Now a new approach began with the NFL International Series. At least one regular season game would be staged in London each season. These have proven a massive draw as they consistently attract more than 80,000 fans. (This would make them second only to the Dallas Cowboys among NFL teams.)

Even if the English franchise didn’t prove an immediate winner, the NFL would have the option of letting them host a Super Bowl. (There is precedence in recent years for this less-than-sunny pick, as New York played host with an outdoor stadium in 2014.) Understandably, the NFL feels London could be the beachhead that converts more and more of the UK’s 65 million people into fans and even spreads to the continent.

Of course, to maximize the number of new fans watching, the NFL has to get them playing as well.
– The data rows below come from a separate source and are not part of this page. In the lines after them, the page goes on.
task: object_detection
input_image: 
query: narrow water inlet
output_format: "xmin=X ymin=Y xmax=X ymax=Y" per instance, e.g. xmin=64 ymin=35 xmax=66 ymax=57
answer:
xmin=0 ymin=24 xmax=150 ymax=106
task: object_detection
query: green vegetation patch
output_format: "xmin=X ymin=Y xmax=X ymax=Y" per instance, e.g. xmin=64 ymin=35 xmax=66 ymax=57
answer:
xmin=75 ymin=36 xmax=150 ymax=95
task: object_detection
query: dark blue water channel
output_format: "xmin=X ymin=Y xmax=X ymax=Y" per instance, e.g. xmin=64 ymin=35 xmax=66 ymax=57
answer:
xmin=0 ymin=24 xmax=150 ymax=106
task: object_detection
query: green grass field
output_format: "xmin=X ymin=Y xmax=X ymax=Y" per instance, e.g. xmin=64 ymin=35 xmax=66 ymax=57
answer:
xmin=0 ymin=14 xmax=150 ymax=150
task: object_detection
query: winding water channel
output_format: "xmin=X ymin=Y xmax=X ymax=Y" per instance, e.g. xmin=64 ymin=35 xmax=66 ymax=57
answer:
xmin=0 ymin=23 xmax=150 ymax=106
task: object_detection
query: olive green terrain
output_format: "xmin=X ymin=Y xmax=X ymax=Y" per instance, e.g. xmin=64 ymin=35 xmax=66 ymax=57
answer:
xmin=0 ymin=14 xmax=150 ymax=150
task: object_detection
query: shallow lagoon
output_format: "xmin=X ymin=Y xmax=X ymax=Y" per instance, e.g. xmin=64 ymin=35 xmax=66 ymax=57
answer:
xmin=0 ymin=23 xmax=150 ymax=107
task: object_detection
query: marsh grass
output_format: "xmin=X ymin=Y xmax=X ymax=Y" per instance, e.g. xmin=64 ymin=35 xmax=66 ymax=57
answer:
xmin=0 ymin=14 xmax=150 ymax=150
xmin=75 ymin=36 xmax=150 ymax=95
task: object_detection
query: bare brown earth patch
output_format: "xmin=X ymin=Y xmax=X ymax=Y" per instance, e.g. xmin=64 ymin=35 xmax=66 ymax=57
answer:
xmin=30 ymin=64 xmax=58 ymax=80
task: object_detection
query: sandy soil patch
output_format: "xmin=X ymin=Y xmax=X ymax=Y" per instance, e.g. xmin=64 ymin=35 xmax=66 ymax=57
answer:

“There is no way you can grow the game internationally unless you have international players,” Osi Umenyiora has said. The former New York Giants All-Pro was born in London and spent part of his childhood in Nigeria before moving to Alabama at 14, enabling him to play some high school football before sticking with the game in college and the NFL. He has stated that the NFL needs Yao Mings: stars from other nations who excel in the NFL, getting their homelands excited about the Shield the way Yao did for the NBA in China.

Which is easier said than done.

Can Football Connect on a Grassroots Level?

The true breakthrough for the NFL internationally will come when players from around the world can enter the draft and be ready to get on the field from day one without having played a down at an American college. The NFL just needs to figure out what it will take to make that happen. Will it require setting up another feeder league? Or will American football attain enough popularity that nations will create their own teams? These would provide a place for players to develop before moving on to the NFL and its bigger paydays. (And it would happen without the NFL having to spend more money, which they’d like very much.)

MLB began the 2017 season with 29.8 percent of its players foreign-born. The NBA features players from 42 countries and territories and has remained over 20 percent foreign-born for more than a decade now. In the 2015-16 season, the NHL had a majority of non-Canadian players for the first time, with over 25 percent of players from Europe. (Yes, this was more than the number coming from the U.S.)

3.5 percent of NFL players were born outside the United States. If a franchise in London can significantly boost this number, the NFL will happily give its teams jetlag. (How current players will feel about experiencing that jetlag so they can expose the game to people who may theoretically come take their jobs one day is a matter for the Players Association to address.)

The Distance to the Dream

I happened to be in The Hague for Super Bowl LII. The Netherlands’ third largest city is roughly an hour away from Amsterdam, where Warner and Vinatieri once played. A movie theater 700 feet from my hotel was broadcasting the game live. And so at midnight I went over to the Pathé Spuimarkt and joined at least 100 fans for the screening, which omitted commercials for “Super Bowl Memories” clips during breaks in play.

I heard surprisingly little English and even that was mostly spoken with a British accent. Everyone stayed all the way to Brady’s game-ending Hail Mary attempt, meaning we didn’t leave until after 4am Monday morning. Were any NFL reps there, I’m sure they were delighted by the commitment of these fans. (And surprised by how overwhelmingly they supported the Eagles.)

That said, when I went to purchase my ticket 20 minutes before kickoff, the machine noted there were still 267 tickets remaining. The Shield has work to do.